Фира схватила меня за руку: она испугалась, что я устрою скандал прямо на улице. Но я даже не повысил голоса: дело было слишком серьезным, чтобы размениваться на уличные крики. Я сразу все решил.

— Фируська, иди домой, я скоро приду. Надо потолковать с мамой и Осипом Соломоновичем.

Всю обратную дорогу мама молчала. Я тоже. Отчим, увидев наши лица, испугался.

— Зиночка, что случилось? — только и сказал он. И мама дала волю гневу.

— Вероятно, ничего особенного — если с точки зрения Сергея. Повадился по девкам — только и всего. Терпеть больше не могу — слышишь, Ося!

Отчим редко повышал голос — и на маму это действовало.

— Зина! Говори спокойно! Еще раз спрашиваю: что случилось?

Она заговорила спокойней:

— Ты всегда его выгораживаешь — так слушай. Я шла по улице, вижу: он со своей новой девкой подошел к дому, постоял и повернул обратно. Я пошла за ними. Он заметил и закричал на меня. Я приказала ему идти домой. Теперь спрашивай его сам.

Отчим повернулся ко мне.

— Что произошло, Сережа?

Я вынул из кармана свидетельство о браке.

— Мама оскорбила мою жену. Я ухожу. Ноги моей больше не будет в вашем доме!
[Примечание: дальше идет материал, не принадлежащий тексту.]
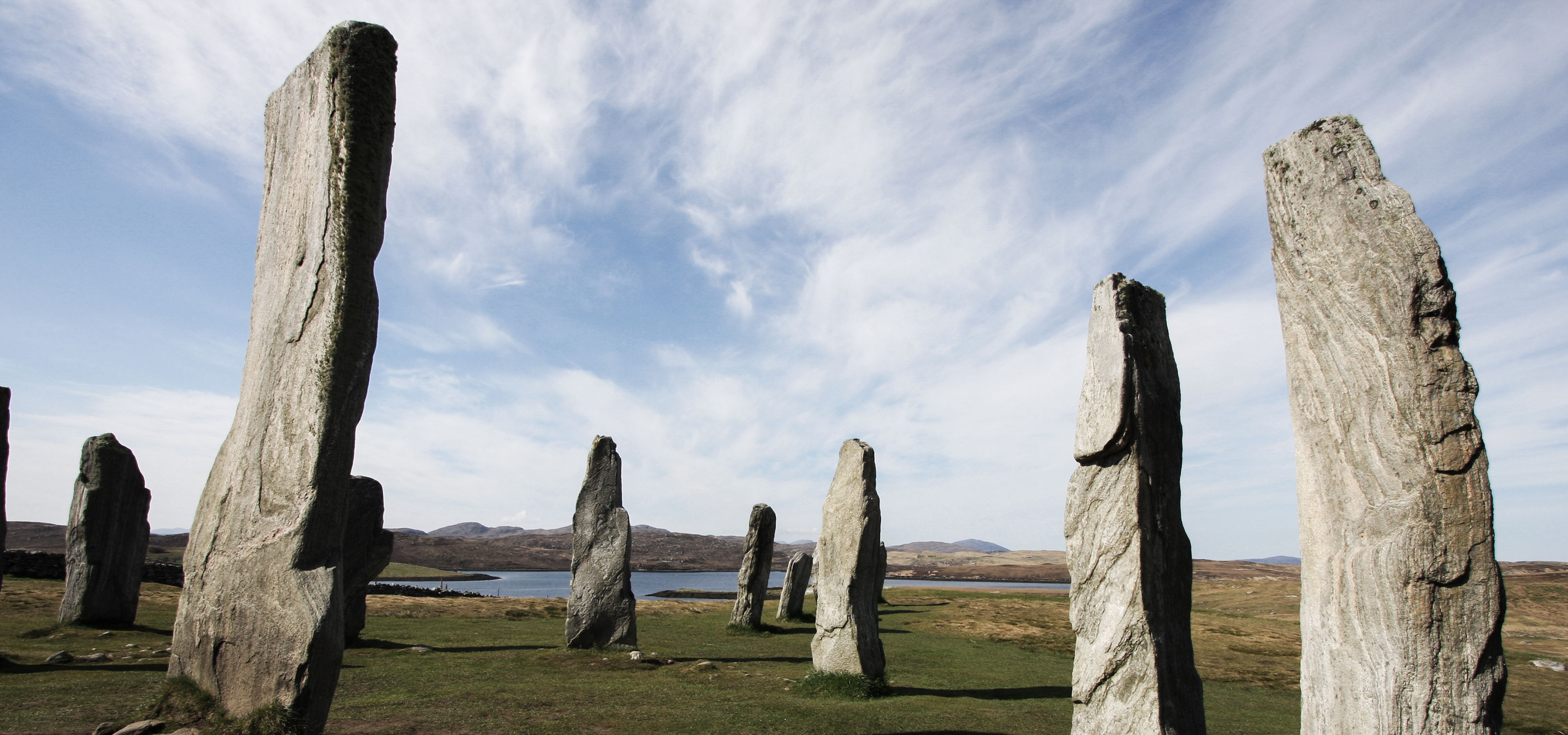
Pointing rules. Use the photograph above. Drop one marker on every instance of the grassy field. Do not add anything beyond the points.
(958, 662)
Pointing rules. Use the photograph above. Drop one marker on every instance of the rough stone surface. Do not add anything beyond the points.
(1131, 562)
(107, 537)
(261, 619)
(601, 610)
(368, 549)
(882, 572)
(847, 640)
(5, 458)
(757, 563)
(1401, 593)
(797, 577)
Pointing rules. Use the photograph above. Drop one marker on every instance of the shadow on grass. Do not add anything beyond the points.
(45, 668)
(1003, 693)
(744, 659)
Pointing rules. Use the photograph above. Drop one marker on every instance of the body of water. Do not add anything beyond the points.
(647, 584)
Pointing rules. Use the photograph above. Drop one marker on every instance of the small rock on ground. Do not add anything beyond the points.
(142, 728)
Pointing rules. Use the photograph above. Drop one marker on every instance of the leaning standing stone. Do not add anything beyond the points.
(797, 577)
(757, 564)
(261, 619)
(1401, 593)
(107, 537)
(368, 549)
(601, 612)
(5, 457)
(847, 641)
(1131, 562)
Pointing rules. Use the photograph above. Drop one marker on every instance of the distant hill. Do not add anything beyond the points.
(982, 546)
(1291, 562)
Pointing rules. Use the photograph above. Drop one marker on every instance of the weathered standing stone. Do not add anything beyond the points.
(797, 577)
(882, 572)
(601, 612)
(755, 568)
(847, 641)
(368, 549)
(261, 619)
(1401, 593)
(5, 458)
(1131, 562)
(107, 537)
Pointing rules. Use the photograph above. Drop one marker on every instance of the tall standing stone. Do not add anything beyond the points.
(5, 458)
(847, 640)
(882, 572)
(757, 564)
(1401, 593)
(1129, 557)
(601, 612)
(797, 577)
(107, 537)
(261, 619)
(368, 549)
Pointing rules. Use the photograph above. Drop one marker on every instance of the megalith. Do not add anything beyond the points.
(1401, 591)
(261, 619)
(601, 612)
(5, 458)
(368, 549)
(847, 640)
(107, 537)
(757, 564)
(882, 572)
(797, 577)
(1129, 557)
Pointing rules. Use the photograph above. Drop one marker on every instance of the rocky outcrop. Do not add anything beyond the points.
(601, 612)
(752, 584)
(261, 619)
(797, 577)
(368, 549)
(107, 537)
(847, 640)
(1401, 593)
(1129, 557)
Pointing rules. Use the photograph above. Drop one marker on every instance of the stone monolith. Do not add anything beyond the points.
(847, 640)
(261, 619)
(797, 577)
(5, 458)
(757, 564)
(882, 572)
(1401, 593)
(368, 549)
(601, 612)
(1131, 562)
(107, 537)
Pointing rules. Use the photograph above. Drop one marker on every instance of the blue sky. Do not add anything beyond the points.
(733, 236)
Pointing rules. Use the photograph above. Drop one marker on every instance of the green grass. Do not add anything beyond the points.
(966, 662)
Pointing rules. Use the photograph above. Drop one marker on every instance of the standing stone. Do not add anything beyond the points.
(261, 619)
(601, 612)
(1401, 593)
(368, 549)
(797, 577)
(1129, 557)
(107, 537)
(882, 572)
(5, 458)
(847, 641)
(757, 564)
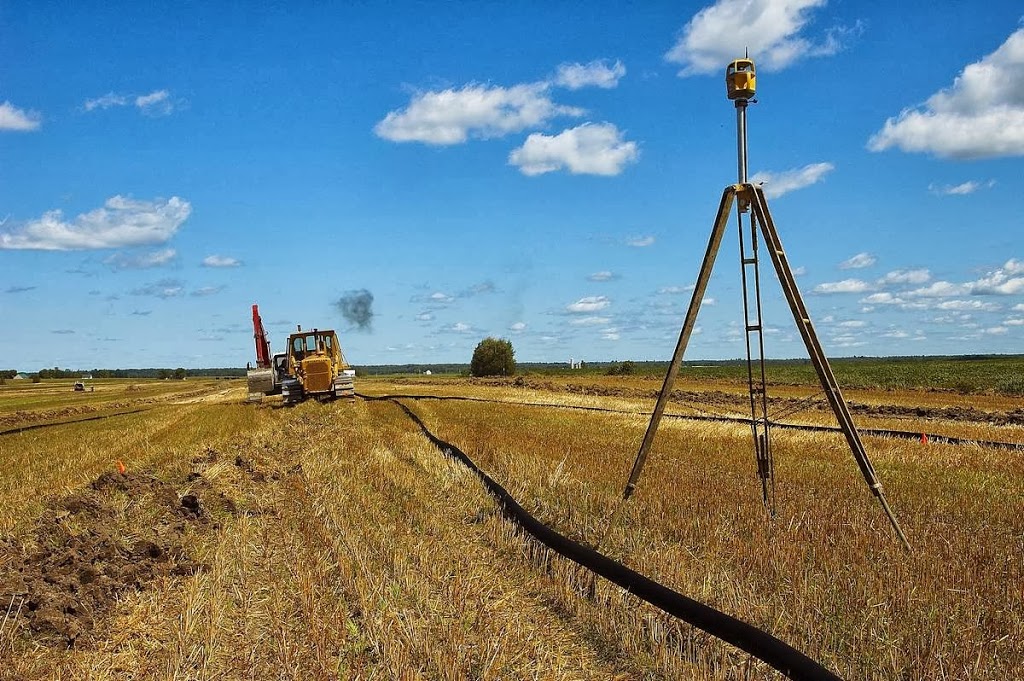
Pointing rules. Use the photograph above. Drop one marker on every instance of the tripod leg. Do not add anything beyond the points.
(828, 383)
(684, 336)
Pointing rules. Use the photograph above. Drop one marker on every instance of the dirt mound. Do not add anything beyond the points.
(118, 535)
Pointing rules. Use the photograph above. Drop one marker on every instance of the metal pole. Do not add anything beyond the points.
(741, 138)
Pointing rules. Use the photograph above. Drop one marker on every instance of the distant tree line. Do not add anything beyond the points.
(178, 373)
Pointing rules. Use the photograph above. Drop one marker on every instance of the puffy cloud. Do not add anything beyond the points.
(905, 277)
(589, 304)
(220, 261)
(938, 290)
(960, 189)
(440, 298)
(597, 73)
(158, 102)
(17, 120)
(858, 261)
(452, 117)
(772, 30)
(980, 116)
(121, 222)
(155, 103)
(882, 299)
(777, 183)
(999, 282)
(166, 288)
(120, 261)
(965, 305)
(590, 322)
(108, 100)
(592, 149)
(641, 242)
(846, 286)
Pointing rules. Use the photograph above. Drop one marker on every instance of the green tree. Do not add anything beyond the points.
(493, 356)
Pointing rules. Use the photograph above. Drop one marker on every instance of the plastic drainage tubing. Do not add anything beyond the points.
(761, 644)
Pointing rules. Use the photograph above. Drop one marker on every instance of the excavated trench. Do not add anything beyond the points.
(87, 550)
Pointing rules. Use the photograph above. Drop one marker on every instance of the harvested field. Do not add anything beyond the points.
(335, 541)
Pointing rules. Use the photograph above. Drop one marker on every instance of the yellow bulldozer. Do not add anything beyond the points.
(316, 368)
(312, 366)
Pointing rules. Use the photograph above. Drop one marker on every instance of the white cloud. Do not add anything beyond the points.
(158, 102)
(777, 183)
(220, 261)
(938, 290)
(592, 149)
(905, 277)
(120, 261)
(597, 73)
(108, 100)
(858, 261)
(18, 120)
(589, 304)
(772, 30)
(964, 305)
(960, 189)
(846, 286)
(980, 116)
(121, 222)
(641, 242)
(167, 288)
(882, 299)
(590, 321)
(452, 117)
Отчим молча прочел свидетельство и протянул его маме. Я выдвинул ящик комода, вынул свежую рубашку, свернул ее. Все совершалось в полной тишине. Отчим и мать следили за моими движениями. Мне хотелось сказать им что-нибудь гневное и грубое, но их молчание остановило меня. Я взял свидетельство о браке, спрятал его и вышел, тихонько прикрыв дверь, — мне показалось, что это подействует на них сильней, чем яростное хлопанье. На улице меня ждала Фира.

— Почему ты здесь? — чуть не закричал я. — Одна, ночью, на Молдаванке… Как ты посмела так рисковать? Я ведь мог и задержаться.

— Я не сумела пойти домой одна. Я так тревожусь! О чем вы говорили? Почему ты вышел так быстро?

— Я объяснил маме, что она оскорбила мою жену и что простить этого я не могу. Взял вторую рубашку и удалился. Вот, собственно, и все.

— Зачем ты взял рубашку? На тебе уже есть одна. И пиджак, и плащ…

— И пиджаков, и плащей у меня по одной штуке — и все на мне, а рубашек две. Зачем мне оставлять свою одежду, если я ухожу навсегда?

— Навсегда? — сказала она медленно. — Я думала, ты помиришься с родными.

— Моя мама, как и твой отец, не из тех, с кем можно легко помириться, — сказал я нарочито резко, чтобы избежать споров. — Да и я не очень способен вымаливать прощение. Мама это хорошо знает — она могла бы повести разговор по-другому.

Фира ничего не ответила. До ее дома мы дошли молча. Наконец я спросил:

— О чем думаешь?

— О тебе. Верней — за тебя. У тебя есть, где жить?

— Пока нет. Может, найду уголок у Генки Вульфсона.

— Я так и знала! Будешь жить у меня.

— Отпадает, Фира. Потом нечаянно нагрянет твой отец и обнаружит нас в постели.

— К сожалению, постель будет случаться, как и сейчас, только в удачные дни. Я устрою тебе пристанище на чердаке.

— Чердачное логово! — засмеялся я. — Не думал, что дойду до этого.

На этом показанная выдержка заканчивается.